- Afi Ekong in the 1960s
- Born: Constance Afiong Ekong 30 June 1930
- Died: 24 February 2009 (aged 78)
- Education: Oxford College of Arts and Technology Saint Martin's School of Art
- Occupations: Artist and arts promoter

= Afi Ekong =

Nigerian artist and arts promoter

Chief Constance Afiong "Afi" Ekong, Lady Attah (26 June 1930 – 24 February 2009) was a Nigerian artist and arts promoter.

==Early life==
Afi Ekong was born to Efik and Ibibio parents in Calabar, Nigeria, as a member of the royal family of Edidem Bassey Eyo Epharaim Adam III. She attended Duke Town School and Christ Church School in Calabar. She trained as a painter and studied fashion design in England at the Oxford College of Arts and Technology, Saint Martin's School of Art, and the Central School of Art and Design. Afi married at the age of 19 to Mr. Abdiel, who was a district officer during the colonial era.

==Career==
Ekong began her art studies in London in 1951 at the Oxford College of Arts and Technology. She later went on to Saint Martin's School of Art in 1955, then returned to Lagos in 1957. In 1958, at the Exhibition Centre Marina, Ekong was the first female artist to hold a solo exhibition in Lagos. In 1961, she had a solo exhibition at Galeria Galatea in Buenos Aires. She owned and operated the Bronze Gallery in various locations in Lagos and on the Fiekong Estate in Calabar. She was the manager of the Lagos Arts Council, a founding member of the Society of Nigerian Artists, supervisor of Gallery Labac from 1961, and chair of the Federal Arts Council Nigeria from 1961 to 1967. She regularly appeared on a Nigerian television program called Cultural Heritage to promote the arts. In 1963, she was featured in a New York Times photo essay as an example of the "new African woman" after independence. She also chaired a UNESCO commission in the 1970s and, in 1990, the National Council of Women's Societies Committee on Arts and Crafts. Ekong was the first Nigerian woman to be academically trained in art at Oxford College. Her inspiration for the artwork was traditionally or culturally based. Afi's work "Grief" was critically analyzed on the Chrysler Museum of Art on a YouTube channel.

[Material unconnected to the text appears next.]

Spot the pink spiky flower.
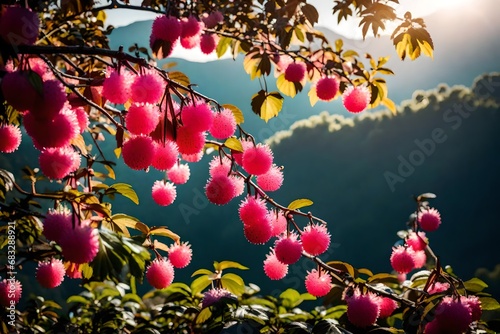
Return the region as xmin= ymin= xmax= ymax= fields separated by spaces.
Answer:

Ekong advocated for women's voices to be heard. Ekong's work to advance the arts and women's education in West Africa was recognized in 1962 when she was proclaimed "The Star of Dame Official of the Human Order of African Redemption," by President William Tubman of Liberia. She was also an ordained elder in the Presbyterian Church.

==Personal life==
In 1949, Afi Ekong married Prince Abdul Azizi Attah, son of the Atta of Igbirra, a government official. She died in 2009 in Calabar at the age of 78. The Bronze Gallery remains in operation in Calabar today, paintings by Afi Ekong are in the University of Lagos Library, and she owned a large acreage of land in Calabar prior to her demise.